For the original question above... would it work to replace the token_embedding
with a keras_nlp.layers. ReversibleEmbedding, and pass that token embedding to the masked language model head?
class PositionalEmbedding(layers.Layer):
def __init__(self, seq_length, input_dim, output_dim, **kwargs):
super().__init__(**kwargs)
self.seq_length = seq_length
self.input_dim = input_dim
self.output_dim = output_dim
self.token_embeddings = keras_nlp.layers.ReversibleEmbedding(input_dim=input_dim, output_dim=output_dim)
self.position_embeddings = layers.Embedding(input_dim=seq_length, output_dim=output_dim)
self.supports_masking = True
...
embedding = PositionalEmbedding(...)
masked_lm_head = keras_nlp.layers.MaskedLMHead(
embedding=embedding.token_embeddings,
activation=...,
)(encoded_tokens, masked_positions)
If your custom layer is registered as serializable, you should be able to just reload the old model I think.
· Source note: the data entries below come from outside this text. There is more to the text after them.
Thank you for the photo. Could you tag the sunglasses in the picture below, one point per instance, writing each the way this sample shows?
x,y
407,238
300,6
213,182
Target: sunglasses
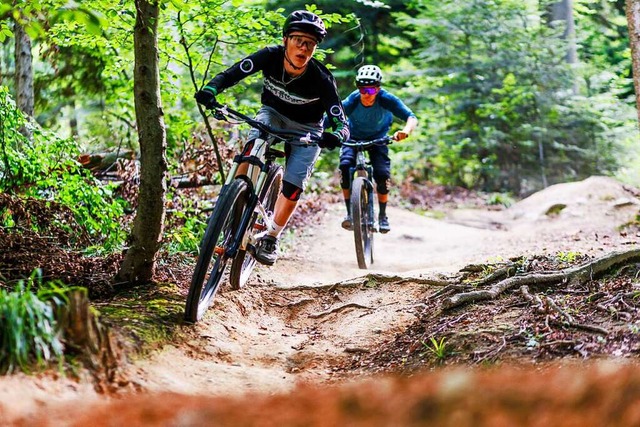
x,y
368,90
300,41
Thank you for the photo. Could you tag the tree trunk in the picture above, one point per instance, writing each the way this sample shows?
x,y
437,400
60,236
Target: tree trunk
x,y
633,19
24,74
562,11
139,263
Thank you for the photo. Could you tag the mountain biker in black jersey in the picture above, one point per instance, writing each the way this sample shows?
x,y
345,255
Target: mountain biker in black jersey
x,y
370,110
297,91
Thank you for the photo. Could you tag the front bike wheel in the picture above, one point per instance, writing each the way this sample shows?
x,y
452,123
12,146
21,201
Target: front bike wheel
x,y
213,259
362,221
243,263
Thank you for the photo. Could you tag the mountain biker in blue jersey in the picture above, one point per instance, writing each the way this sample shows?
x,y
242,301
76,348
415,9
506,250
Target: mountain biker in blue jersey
x,y
297,91
370,110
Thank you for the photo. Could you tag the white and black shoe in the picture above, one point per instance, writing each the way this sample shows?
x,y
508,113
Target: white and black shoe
x,y
383,224
267,250
347,223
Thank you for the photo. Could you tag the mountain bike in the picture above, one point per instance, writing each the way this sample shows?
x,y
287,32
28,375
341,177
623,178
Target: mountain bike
x,y
362,200
242,213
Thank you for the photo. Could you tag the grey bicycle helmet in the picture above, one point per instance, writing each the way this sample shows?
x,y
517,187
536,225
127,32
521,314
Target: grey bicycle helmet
x,y
307,22
369,75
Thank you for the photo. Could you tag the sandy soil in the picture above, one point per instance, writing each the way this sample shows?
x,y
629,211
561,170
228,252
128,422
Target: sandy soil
x,y
315,307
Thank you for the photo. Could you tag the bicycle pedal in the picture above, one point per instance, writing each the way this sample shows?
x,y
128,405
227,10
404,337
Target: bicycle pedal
x,y
251,249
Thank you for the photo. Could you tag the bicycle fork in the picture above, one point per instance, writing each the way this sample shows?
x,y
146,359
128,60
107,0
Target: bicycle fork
x,y
242,234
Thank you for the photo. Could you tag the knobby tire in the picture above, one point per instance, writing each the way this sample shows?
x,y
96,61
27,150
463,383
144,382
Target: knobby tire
x,y
211,263
243,264
362,222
But hard to know without knowing the full way you are serializing. You could also consider doing old_model.save_weights(...)
with the old package version, and just load via load_weights
into a new model.
For some general context, we did decide to move away from the old way of passing embedding weights to the MaskedLMHead
because it would not save correctly with the upcoming Keras 3. Keras 3 will support deduplicating saved objects at the layer level, but not at the weights level, so this could lead to some unexpected behavior from the layer after a round trip of saving and loading.
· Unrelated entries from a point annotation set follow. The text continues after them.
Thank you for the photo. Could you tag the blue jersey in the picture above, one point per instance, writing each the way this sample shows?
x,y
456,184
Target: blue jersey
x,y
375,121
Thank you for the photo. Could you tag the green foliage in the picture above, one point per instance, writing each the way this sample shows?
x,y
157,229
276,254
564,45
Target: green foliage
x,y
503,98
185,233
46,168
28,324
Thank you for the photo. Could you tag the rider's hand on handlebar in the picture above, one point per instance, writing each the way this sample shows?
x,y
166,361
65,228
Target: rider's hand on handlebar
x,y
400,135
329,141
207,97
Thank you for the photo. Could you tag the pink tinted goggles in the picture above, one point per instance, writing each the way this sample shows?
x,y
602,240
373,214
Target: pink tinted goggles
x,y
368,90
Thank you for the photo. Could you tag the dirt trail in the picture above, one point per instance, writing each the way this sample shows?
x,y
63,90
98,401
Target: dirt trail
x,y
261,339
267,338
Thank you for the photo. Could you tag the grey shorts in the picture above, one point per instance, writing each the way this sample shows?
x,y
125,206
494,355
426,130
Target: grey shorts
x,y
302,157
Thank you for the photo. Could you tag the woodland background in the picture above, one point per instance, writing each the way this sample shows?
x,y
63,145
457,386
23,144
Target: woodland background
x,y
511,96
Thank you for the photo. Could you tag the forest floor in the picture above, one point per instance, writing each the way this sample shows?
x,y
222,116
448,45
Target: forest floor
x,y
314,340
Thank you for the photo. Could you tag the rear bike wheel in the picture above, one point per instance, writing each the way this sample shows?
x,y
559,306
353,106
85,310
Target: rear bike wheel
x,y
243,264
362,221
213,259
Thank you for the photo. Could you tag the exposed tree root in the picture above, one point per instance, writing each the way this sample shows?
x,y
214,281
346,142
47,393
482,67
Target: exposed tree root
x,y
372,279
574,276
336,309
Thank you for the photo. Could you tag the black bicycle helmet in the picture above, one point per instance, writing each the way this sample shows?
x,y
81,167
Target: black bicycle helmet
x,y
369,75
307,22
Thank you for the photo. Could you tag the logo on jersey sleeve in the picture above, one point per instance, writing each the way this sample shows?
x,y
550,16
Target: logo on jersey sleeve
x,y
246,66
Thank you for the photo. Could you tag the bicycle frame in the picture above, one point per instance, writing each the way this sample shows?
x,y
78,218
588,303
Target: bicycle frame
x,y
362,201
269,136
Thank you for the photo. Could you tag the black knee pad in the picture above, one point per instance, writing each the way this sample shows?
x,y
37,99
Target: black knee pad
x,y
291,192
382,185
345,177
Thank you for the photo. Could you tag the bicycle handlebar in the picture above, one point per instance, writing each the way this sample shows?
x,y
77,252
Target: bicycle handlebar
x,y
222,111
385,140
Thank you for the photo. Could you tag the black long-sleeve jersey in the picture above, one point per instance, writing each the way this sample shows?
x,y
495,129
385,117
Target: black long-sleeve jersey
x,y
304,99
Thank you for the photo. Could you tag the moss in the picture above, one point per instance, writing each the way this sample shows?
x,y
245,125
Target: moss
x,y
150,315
In general we try to avoid breakages like this, but Keras 3 is a bit of an exception in that it is a large change and some API incompatibilities are inevitable.
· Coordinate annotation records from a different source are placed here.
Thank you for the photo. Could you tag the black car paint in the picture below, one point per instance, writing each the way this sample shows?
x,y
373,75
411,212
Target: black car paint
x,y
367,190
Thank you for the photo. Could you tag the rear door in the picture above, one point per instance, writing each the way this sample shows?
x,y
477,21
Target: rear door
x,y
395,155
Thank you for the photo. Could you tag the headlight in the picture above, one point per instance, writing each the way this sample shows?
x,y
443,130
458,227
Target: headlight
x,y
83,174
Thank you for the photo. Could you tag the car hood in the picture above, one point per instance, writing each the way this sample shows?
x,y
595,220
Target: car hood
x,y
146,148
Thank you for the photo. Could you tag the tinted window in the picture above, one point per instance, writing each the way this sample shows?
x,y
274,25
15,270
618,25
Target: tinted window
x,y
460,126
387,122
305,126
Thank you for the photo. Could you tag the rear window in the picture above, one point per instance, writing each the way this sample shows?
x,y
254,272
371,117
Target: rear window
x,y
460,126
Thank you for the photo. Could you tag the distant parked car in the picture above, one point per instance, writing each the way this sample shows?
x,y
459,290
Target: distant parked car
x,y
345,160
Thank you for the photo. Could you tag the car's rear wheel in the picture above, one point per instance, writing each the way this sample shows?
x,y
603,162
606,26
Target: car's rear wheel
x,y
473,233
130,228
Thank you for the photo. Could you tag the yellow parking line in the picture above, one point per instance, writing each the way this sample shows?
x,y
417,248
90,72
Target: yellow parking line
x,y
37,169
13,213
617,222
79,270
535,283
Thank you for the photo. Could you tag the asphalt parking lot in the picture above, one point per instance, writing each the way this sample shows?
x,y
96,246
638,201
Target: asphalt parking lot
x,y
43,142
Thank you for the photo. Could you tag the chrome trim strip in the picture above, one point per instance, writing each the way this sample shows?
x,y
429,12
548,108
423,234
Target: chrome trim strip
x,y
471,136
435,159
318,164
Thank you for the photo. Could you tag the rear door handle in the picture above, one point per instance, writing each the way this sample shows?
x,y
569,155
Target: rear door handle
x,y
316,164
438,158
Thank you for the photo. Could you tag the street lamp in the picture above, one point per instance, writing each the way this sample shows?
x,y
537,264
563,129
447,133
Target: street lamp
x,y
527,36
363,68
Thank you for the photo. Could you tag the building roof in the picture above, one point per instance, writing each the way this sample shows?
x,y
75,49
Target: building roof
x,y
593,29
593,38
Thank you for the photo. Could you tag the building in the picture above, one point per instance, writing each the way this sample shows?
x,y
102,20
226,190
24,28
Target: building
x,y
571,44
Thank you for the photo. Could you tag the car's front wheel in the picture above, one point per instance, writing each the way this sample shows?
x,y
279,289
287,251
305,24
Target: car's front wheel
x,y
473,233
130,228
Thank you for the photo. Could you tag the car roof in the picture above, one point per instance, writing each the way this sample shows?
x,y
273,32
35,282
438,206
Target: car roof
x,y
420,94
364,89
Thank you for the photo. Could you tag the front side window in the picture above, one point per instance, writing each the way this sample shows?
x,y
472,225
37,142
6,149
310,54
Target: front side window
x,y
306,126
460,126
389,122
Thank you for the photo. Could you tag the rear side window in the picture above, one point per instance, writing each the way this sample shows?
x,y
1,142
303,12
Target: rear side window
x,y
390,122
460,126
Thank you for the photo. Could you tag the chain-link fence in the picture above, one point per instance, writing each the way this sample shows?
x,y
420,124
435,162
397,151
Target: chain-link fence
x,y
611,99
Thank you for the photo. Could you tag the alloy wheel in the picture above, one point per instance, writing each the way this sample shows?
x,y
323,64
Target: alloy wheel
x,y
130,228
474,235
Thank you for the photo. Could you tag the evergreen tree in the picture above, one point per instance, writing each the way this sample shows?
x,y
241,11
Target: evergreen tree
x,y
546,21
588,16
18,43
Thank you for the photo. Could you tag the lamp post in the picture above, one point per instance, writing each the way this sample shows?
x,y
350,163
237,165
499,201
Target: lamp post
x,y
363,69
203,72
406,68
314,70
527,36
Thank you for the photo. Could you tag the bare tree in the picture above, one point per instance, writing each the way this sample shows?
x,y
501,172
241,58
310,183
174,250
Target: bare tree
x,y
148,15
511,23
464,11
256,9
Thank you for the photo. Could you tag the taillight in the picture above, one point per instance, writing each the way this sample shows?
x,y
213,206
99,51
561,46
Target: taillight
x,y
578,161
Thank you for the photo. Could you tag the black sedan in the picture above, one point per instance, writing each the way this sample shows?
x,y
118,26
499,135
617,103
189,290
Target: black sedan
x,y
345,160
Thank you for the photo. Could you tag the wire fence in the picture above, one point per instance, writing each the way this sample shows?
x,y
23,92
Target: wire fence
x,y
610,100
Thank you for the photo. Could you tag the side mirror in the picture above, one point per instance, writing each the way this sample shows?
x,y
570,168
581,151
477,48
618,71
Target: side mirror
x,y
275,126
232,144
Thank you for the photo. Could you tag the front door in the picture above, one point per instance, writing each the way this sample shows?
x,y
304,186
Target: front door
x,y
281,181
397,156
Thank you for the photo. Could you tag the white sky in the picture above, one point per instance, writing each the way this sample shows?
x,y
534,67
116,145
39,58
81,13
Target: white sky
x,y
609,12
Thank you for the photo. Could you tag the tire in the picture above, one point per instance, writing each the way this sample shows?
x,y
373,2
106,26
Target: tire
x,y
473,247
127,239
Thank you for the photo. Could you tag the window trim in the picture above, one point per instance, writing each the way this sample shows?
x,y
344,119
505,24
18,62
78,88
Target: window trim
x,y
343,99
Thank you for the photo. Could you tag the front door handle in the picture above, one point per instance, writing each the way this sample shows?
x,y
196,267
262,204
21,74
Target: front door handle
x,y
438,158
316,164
We could however do a better job of documenting any known breaking changes when they occur in our release notes. This is a good reminder. And in general this sort of churn should die down after we release the next major version of Keras.
Thanks for the detailed response @mattdangerw
would it work to replace the token_embedding with a keras_nlp.layers. ReversibleEmbedding
I can try that, and will report back. Btw directly using TokenAndPositionEmbedding
layer from keras_nlp
didn't give me the desired results as pointed above.
In general we try to avoid breakages like this, but Keras 3 is a bit of an exception in that it is a large change and some API incompatibilities are inevitable.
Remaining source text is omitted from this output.